Interview:"Kleine Wesen erzählten mir, ich sei schon tot"

Lesezeit: 6 min

Der Milliardär Steve Fossett versucht, die Erde allein im Flugzeug zu umrunden - Dick Rutan kennt die Gefahren eines solchen Unternehmens.

Interview: Philip Wolff

Die Erde ist klein für Männer wie sie. Einer von ihnen, Steve Fossett, möchte das vom heutigen Dienstag an mit einem neuen Rekord beweisen: Von den frühen Morgenstunden an wartet der 60 Jahre alte Abenteurer und Milliardär am Salina Municipal Airport in Kansas auf günstiges Wetter: um abzuheben zur ersten Umrundung der Erde in einem Ein-Mann-Flugzeug ohne Zwischenstopp.

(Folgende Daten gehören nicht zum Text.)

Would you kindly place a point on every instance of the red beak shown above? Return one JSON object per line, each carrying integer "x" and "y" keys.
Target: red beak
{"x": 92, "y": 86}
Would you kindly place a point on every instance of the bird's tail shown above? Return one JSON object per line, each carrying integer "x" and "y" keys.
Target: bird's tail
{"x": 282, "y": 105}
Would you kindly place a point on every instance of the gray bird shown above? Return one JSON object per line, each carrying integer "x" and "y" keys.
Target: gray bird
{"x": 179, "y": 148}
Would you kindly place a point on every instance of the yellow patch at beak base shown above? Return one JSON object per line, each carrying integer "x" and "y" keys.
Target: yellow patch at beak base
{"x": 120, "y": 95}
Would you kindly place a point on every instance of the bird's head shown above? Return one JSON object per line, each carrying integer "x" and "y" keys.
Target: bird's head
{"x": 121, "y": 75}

Der Abenteurer und Geschäftsmann Steve Fossett vor einem Testflug mit dem Globalflyer. (Foto: Foto: AP)

Globalflyer heißt seine voll getankte Spezialmaschine, gebaut vom Luft- und Raumfahrt-Konstrukteur Burt Rutan. Ein anderer Mann dagegen bleibt am Boden: Er heißt Dick Rutan, ist 66 Jahre alt, der Bruder des Konstrukteurs und der einzige Pilot auf der Welt, der bislang einen ähnlichen Flug absolviert hat.

Allerdings war Dick Rutan dabei nicht allein, sondern wurde von einer Copilotin begleitet. Das war 1986, die Maschine hieß Voyager und brauchte neun Tage für den Flug um die Erde. Weil Dick Rutan weiß, was Fossett bevorsteht, ist sein Rat zurzeit gefragt. Das schafft Terminstress. Erst kurz vor dem Gespräch mit der Süddeutschen Zeitung landet er - um Stunden verspätet - mit einer Linienmaschine von Dallas kommend in Los Angeles.

SZ: Guten Morgen. Wie war Ihr Flug? Dick Rutan: Furchtbar. Wissen Sie, die zivilen Flugsysteme, die wir heute haben, taugen gar nichts. Die Fluggesellschaften sollten sich schämen. Meine Sekretärin sagte: Man kann vielleicht um die Welt fliegen, Dick, aber nicht von Dallas nach Hause. Wie die mit Passagieren umspringen, welche geringe Funktionssicherheit sie bieten und dann diese antiquierte Flugverkehrskontrolle! Man muss sich mal vorstellen: Noch heute wird dazu Funk benutzt - die menschliche Stimme, im 21. Jahrhundert! Die Stimme ist das unsicherste Instrument, das es gibt, um zu kommunizieren. Das könnten längst Computer und Autopiloten erledigen. Aber immer noch erzählen Leute einem Flugzeugführer, dass er steigen oder sinken soll. Würden wir Computer benutzen, könnten wir hundertmal so viele Maschinen im Einsatz haben. Dann hätte ich heute morgen auch einen früheren Flieger in Dallas bekommen.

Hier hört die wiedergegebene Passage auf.